Pour une fiscalité plus juste

September 26, 2018

Le projet de loi relatif à la lutte contre la fraude vise à renforcer l’efficacité de la lutte contre la fraude fiscale, douanière et sociale à l’échelle nationale, en complément des efforts entrepris par la France à l’échelle internationale et européenne.

 

Il est essentiel au bon équilibre de la politique gouvernementale : « droit à l’erreur », dans une logique d’accompagnement et de conseil, pour les citoyens de bonne foi d’un côté (projet de loi pour un État au service d’une société de confiance), renforcement des sanctions pour les fraudeurs, qui se soustraient volontairement à leurs obligations fiscales, de l’autre.

 

Ce texte s’inscrit également dans la suite des affaires LuxLeaks, Paradise Papers, SwissLeaks, Panama Papers, etc. La Commission européenne1 estime les pertes budgétaires liées à l'évasion fiscale et à l'évitement fiscal à 1 000 Md€ par an pour les 28 États membres de l’Union européenne.

 

Les mesures principales :

 

La détection de la fraude fiscale et sociale est améliorée en facilitant l’échange de données entre administrations concourant à la lutte contre les fraudes fiscales, sociales et douanières (article 3), la transmission d’information par les contribuables (article 3 bis) et la transmission d’informations par les plateformes d’économie collaborative (article 4).

L’appréhension de la fraude fiscale est facilitée, en harmonisant les outils des administrations et en renforçant les moyens d’investigation de la « police fiscale de Bercy » (articles 1, 1 bis et 2).

Les sanctions sont renforcées, en complétant et en alourdissant l’arsenal existant, notamment dans une logique plus large de publicité des décisions selon le principe du « name and shame » (articles 5 à 11). Sont par ailleurs mises en place une sanction administrative contre les intermédiaires professionnels (article 7) et l’intégration de la liste européenne des paradis fiscaux à la liste française (article 11).

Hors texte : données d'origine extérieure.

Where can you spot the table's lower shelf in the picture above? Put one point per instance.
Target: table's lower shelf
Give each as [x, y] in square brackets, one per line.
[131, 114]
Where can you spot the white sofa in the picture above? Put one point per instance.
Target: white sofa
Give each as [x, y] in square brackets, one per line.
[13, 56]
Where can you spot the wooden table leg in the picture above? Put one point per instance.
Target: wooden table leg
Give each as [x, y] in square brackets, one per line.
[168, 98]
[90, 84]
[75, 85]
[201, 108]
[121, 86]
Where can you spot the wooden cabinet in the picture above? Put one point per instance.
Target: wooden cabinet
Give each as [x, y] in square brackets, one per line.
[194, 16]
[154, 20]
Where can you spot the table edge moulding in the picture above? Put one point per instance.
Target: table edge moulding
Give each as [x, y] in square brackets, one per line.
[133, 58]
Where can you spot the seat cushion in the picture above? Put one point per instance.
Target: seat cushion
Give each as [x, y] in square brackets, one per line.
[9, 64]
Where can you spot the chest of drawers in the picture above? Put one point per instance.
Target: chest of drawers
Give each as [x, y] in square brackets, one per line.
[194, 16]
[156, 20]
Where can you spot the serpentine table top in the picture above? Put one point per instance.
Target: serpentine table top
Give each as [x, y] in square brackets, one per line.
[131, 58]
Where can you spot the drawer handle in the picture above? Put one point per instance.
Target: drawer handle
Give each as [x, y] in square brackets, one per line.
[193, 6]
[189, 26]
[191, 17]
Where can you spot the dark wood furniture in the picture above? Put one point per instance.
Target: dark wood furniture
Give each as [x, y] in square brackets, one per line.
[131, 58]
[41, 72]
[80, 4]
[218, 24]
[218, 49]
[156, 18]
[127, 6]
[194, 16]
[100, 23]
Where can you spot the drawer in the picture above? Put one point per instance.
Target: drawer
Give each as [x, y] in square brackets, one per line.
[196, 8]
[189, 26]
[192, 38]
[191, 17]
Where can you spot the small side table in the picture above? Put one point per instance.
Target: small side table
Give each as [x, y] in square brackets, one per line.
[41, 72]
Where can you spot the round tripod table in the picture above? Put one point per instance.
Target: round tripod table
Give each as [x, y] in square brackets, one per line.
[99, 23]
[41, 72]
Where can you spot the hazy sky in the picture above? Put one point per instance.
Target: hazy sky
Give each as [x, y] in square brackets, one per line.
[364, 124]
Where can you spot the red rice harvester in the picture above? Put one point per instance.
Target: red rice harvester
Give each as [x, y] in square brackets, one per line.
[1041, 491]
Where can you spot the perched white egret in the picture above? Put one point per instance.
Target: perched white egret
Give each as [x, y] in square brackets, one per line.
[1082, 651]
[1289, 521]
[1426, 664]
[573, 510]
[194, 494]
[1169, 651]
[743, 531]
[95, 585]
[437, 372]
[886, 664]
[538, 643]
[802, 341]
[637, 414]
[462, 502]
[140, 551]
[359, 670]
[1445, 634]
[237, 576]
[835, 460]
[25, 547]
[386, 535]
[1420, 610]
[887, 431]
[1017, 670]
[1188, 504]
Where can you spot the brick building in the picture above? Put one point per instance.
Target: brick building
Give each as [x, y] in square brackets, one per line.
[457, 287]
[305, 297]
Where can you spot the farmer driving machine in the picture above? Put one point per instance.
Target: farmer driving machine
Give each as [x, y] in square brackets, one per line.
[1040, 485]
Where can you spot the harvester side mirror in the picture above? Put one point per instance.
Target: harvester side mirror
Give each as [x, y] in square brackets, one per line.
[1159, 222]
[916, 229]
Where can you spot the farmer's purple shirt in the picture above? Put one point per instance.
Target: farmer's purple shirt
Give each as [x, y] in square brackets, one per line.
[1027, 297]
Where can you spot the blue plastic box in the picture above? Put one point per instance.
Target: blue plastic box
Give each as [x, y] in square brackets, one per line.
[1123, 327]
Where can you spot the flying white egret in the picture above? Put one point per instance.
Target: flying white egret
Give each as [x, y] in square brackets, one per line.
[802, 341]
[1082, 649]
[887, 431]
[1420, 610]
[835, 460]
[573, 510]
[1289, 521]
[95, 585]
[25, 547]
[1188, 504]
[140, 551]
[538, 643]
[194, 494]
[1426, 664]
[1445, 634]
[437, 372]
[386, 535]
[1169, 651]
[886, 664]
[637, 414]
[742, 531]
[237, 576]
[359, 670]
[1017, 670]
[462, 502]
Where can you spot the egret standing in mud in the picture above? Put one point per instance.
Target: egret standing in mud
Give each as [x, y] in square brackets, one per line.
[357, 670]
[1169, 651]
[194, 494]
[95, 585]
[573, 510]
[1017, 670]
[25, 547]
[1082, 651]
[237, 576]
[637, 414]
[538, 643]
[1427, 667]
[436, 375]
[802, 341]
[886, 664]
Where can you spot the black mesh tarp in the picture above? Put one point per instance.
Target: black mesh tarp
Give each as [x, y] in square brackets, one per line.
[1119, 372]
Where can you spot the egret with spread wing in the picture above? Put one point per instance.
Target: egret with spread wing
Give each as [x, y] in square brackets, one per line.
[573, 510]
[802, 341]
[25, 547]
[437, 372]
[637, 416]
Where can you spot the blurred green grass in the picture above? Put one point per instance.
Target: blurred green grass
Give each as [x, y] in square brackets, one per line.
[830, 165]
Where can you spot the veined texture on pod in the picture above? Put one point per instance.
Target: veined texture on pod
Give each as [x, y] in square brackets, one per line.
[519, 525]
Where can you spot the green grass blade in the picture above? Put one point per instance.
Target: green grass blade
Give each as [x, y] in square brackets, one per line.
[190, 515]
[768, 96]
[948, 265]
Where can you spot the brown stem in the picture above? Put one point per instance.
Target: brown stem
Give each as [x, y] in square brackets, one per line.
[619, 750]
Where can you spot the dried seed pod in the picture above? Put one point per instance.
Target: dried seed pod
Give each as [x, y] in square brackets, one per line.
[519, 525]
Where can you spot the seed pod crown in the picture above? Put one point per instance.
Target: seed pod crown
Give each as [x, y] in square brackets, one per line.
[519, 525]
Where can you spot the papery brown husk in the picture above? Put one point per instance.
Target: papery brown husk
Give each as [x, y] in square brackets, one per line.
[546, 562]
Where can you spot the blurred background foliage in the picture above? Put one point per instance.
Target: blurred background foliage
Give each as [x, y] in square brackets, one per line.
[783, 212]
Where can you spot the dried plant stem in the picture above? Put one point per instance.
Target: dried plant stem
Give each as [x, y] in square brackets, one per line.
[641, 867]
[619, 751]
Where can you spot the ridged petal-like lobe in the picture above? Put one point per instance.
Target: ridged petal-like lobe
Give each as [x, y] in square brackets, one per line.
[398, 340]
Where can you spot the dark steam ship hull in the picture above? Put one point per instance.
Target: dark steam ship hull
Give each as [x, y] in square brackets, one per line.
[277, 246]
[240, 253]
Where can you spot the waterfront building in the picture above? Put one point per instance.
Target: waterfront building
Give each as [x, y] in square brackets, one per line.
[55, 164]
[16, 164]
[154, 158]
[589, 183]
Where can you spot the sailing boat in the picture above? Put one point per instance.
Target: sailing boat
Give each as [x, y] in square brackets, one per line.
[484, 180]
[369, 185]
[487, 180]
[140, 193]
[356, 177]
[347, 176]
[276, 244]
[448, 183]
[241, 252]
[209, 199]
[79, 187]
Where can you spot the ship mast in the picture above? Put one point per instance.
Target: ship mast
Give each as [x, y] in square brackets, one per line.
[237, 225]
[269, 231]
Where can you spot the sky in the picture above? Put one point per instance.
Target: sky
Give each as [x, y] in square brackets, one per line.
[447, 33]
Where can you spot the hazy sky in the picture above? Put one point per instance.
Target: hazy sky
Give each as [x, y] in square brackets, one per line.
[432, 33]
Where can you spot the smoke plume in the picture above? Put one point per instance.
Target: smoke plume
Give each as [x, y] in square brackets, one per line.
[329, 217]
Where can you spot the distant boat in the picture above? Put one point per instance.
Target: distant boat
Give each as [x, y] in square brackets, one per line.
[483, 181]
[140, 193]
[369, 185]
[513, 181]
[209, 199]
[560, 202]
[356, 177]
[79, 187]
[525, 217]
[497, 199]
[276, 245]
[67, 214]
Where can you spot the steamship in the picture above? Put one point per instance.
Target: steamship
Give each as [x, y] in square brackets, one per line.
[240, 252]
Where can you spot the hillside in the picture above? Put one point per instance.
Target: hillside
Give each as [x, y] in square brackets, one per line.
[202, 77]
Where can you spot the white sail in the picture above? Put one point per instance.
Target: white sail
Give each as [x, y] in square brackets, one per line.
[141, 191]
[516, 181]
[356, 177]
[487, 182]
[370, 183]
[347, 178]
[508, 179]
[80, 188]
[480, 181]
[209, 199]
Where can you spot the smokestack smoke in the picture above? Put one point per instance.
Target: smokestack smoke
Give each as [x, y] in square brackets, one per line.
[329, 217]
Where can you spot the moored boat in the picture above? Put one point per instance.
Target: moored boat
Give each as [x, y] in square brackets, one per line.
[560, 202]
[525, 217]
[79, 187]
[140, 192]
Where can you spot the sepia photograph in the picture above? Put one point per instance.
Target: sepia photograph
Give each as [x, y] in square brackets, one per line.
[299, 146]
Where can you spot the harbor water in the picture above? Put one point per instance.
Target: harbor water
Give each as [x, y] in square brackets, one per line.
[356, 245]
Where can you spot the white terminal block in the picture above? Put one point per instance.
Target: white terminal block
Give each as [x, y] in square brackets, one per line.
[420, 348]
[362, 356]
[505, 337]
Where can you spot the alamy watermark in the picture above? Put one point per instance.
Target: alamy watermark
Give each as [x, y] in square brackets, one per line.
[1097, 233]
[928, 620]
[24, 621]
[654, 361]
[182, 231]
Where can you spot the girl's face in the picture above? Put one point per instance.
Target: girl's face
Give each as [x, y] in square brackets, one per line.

Le « verrou de Bercy » ne s’applique pas (article 13) lorsque le montant des droits fraudés dépasse 100 000 € et que le contribuable s’est vu appliquer une pénalité administrative de 100% ou 80 % ou 40 % sous certaines conditions. Le « verrou » ne s’applique pas non plus lorsque le contribuable sanctionné administrativement est enregistré auprès de la Haute autorité pour la transparence de la vie publique (HATVP) quel que soit le montant de la fraude. Dans les cas suscités, le dossier est automatiquement transmis au parquet et ce dernier est seul décideur de l’opportunité des poursuites. En outre, même lorsque les faits ne font pas l’objet d’une procédure pénale, les agents de l’administration fiscale sont déliés du secret à l’égard du Procureur de la république.